Rand() also cannot be found in Nvidia’s OpenCL Programmer’s Guide. It may indeed exist, at the Cuda level. How you would get to it, I do not know, but it is not included in OpenCL universally.

While I was at it, I tried ‘switch’ and it also works. You never asked, but threads should not have mis-info. Never tried it myself, but could have swore there was a thread where someone said it did not work. A search brought up nothing like though.

rand() is a host function from the C library (cstdlib IIRC). It’s not a language feature, it’s not supposed to work unless you actually have an implementation somewhere.

As far as I know OpenCL doesn’t define implementations of any of the popular C functions for use within kernels. AFAIR CUDA has a device clock() implementation that does the equivalent of popular host clock() from the host ctime library, but there’s no rand() either.

Excellent! That means I don’t have to go to bizarre lengths to emulate gotos with normal function calls!

As for rand(), I know that it’s not built in, so I have my own implementation. Here’s the code from my old Cuda version if anyone’s interested. It’s a Combined Tausworthe Generator, adjusted to use partial state sharing across a warp to allow greater performance and smaller total state while still retaining good quality.

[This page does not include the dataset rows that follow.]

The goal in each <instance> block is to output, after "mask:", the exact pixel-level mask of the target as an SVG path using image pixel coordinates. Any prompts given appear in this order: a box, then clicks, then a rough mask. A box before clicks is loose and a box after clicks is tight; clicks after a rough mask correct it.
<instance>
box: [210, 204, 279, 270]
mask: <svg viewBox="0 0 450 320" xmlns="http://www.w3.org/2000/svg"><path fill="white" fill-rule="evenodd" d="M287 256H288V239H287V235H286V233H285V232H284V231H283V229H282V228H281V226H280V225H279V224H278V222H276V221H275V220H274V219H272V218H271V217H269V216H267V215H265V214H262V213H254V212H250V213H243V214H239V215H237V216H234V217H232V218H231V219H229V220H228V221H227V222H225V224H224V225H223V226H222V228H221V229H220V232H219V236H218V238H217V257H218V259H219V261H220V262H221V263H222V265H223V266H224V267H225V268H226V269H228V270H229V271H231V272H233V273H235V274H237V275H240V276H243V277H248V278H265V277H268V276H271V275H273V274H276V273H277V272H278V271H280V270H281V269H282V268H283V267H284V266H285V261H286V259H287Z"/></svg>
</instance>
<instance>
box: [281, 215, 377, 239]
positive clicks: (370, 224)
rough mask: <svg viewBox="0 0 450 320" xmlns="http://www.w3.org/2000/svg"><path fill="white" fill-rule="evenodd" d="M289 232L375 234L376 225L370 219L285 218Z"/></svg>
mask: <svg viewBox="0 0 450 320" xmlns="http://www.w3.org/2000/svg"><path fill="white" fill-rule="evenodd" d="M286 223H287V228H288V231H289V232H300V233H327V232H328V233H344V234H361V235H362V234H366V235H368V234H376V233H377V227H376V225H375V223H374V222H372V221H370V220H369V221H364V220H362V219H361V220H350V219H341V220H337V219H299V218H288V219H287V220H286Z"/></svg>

__constant__ unsigned int shift1[4] = {6, 2, 13, 3};

__constant__ unsigned int shift2[4] = {13, 27, 21, 12};

__constant__ unsigned int shift3[4] = {18, 2, 7, 13};

__constant__ unsigned int offset[4] = {4294967294, 4294967288, 4294967280, 4294967168};

__shared__ unsigned int randStates[32];

__device__ unsigned int TausStep(unsigned int &z, int S1, int S2, int S3, unsigned int M)

{

	unsigned int b = (((z << S1) ^ z) >> S2);

	return z = (((z &M) << S3) ^ b);

}

__device__ unsigned int randInt()

{

	TausStep(randStates[threadIdx.x&31], shift1[threadIdx.x&3], shift2[threadIdx.x&3],shift3[threadIdx.x&3],offset[threadIdx.x&3]);

	return (randStates[(threadIdx.x)&31]^randStates[(threadIdx.x+1)&31]^randStates[(threadIdx.x+2)&31]^randStates[(threadIdx.x+3)&31]);

}

__device__ float randFloat()

//This function returns a random float in [0,1] and updates seed

{

	unsigned int y = randInt();

	return __int_as_float((y&0x007FFFFF)|0x3F800000)-1.0f;

}

__device__ float randFloatWarp()

//This function is a workaround for getting a warp wide rand number

{

	unsigned int y = randInt();

	return __int_as_float((randStates[(threadIdx.x&31)]&0x007FFFFF)|0x3F800000)-1.0f;

}

...

		w=randFloatWarp();

		if ((threadIdx.x&31)!=0)	//workaround for strange bug with compute 1.0 hardware where device crashes if all threads in a warp try to read from the same address

			w = __int_as_float((randStates[0]&0x007FFFFF)|0x3F800000)-1.0f;

...

You might notice the strange workaround in randFloatWarp. This is there because of an apparent bug in compute 1.0 hardware where having an entire warp reading from a single location in shared memory causes a crash (note that 1.3 hardware works as expected in this case).